A major obstacle to the use of this tool for routine clinical diagnosis applications is the difficulty of assembling specimen panels to validate its sensitivity and specificity for the detection of all claimed mutations. However, this is also the case for sequencing, for which performance also varies according to the codons. Repeated sequences (35) and insertions and deletions longer than 5 bp (36) were not encountered in the panel used for our study.

A limitation of our study regarding genotyping determination is that only a few specimens have been tested for genotypes G and H. However, this is representative of the prevalence of these subtypes worldwide (13, 21).

The concordance between sequencing and the microarray observed in this study for genotyping (94% on a panel of 183 samples) is lower than that reported by Tran et al. (34) and Pas et al. (24) using the previous version of the microarray (98% and 97.5%, respectively). This slight variation may simply be due to sampling.

There is no explanation for the 12 discrepant results observed between sequencing and the microarray in this study.

The existence of viruses that are recombinant between different genotypes has been reported (9, 12, 29, 32). Sequencing usually targets only one genomic region (rt/S or pre-C/BCP/C) and may miss recombinant viruses that include sequences corresponding to another genotype in other genomic regions. On the other hand, the microarray uses 816 positions along the whole HBV genome and theoretically may be able to detect recombinant viruses, although we did not use specimens containing such viruses in our evaluation.

The presence of several viruses with different genotypes, due to multiple HBV infections, may also explain differences between the two techniques. Sequencing and the microarray may preferentially identify only one of the viruses.

We believe that the algorithm we propose for genome amplification makes the assay valuable for the intended clinical use. It allows full analysis of most specimens with more than 5,000 genome copies/ml. For those with lower viral loads, down to approximately 400 genome copies/ml, genotype determination and detection of most resistance mutations is still possible. Notably, all specimens with a viral load below 1,000 copies/ml could be genotyped, whereas 2/3 of those specimens could not be with the previous version of the assay (34). Recent recommendations of the European Association for the Study of the Liver state that under interferon therapy, virological response is effective below 2,000 IU/ml (approximately 10,000 copies of the HBV genome/ml), and under nucleotide therapy, virological breakthrough is considered to have occurred if the viral load increases by more than 1,000 IU/ml (or 5,000 copies/ml) above the nadir (7).

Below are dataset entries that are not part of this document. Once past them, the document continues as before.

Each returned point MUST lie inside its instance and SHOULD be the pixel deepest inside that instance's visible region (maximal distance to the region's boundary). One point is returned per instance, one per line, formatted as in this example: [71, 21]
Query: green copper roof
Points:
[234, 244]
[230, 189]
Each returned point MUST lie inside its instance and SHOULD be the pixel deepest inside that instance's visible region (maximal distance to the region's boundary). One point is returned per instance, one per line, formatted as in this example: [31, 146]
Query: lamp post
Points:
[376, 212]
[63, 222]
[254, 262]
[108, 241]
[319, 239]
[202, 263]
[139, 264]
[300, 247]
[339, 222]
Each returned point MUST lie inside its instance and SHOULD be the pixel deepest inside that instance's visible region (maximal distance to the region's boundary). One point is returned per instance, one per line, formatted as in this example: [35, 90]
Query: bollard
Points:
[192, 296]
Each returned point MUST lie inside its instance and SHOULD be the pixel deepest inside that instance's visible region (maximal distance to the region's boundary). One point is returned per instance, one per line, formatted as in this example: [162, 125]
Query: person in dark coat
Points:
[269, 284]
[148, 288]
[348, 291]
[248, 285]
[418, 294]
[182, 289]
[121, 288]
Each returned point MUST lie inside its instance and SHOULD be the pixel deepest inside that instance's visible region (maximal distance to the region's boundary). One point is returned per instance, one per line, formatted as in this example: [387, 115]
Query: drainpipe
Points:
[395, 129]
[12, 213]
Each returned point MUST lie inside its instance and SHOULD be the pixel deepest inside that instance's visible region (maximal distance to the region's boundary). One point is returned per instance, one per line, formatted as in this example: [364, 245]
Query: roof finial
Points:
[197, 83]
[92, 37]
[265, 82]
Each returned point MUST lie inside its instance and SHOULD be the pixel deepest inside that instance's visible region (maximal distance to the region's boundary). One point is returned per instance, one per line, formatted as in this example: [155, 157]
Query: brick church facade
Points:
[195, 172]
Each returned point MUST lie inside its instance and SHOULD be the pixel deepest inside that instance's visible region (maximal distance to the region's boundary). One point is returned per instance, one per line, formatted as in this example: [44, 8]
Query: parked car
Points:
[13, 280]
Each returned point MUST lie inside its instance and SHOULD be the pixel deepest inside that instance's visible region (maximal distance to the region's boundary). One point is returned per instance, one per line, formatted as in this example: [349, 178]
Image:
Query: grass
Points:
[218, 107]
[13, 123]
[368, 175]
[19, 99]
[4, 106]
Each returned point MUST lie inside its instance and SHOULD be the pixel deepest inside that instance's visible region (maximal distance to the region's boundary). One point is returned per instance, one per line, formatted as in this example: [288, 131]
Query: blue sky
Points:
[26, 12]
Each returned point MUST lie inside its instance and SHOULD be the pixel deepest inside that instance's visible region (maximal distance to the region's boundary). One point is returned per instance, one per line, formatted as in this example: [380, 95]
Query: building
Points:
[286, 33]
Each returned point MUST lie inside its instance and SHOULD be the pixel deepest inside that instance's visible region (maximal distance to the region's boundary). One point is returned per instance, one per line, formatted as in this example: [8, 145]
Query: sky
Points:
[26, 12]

Another limitation of this study is the lack of clinical information on the patients from whom samples were taken. However, it was a comparison of the microarray assay and sequencing on a panel of stored samples, and validation of the clinical utility of the assay requires additional work.

Our work shows that the microarray technology has characteristics and performance that make it a valuable tool for clinical, epidemiological, and research applications regarding hepatitis B virus. This technology has been used to analyze the genome of the virus in cohorts of patients with dual HIV-HBV infections (14) and in patients from sub-Saharan Africa (35). The present version of the assay implements several improvements, and although problems linked to the low GC content observed at some positions reduce the performance for the diagnosis of resistance to adefovir, as well as mutations in the BCP, its main advantage compared to Sanger sequencing is that it can provide exhaustive information at multiple positions along the whole 3.2-kb genome in a single reaction.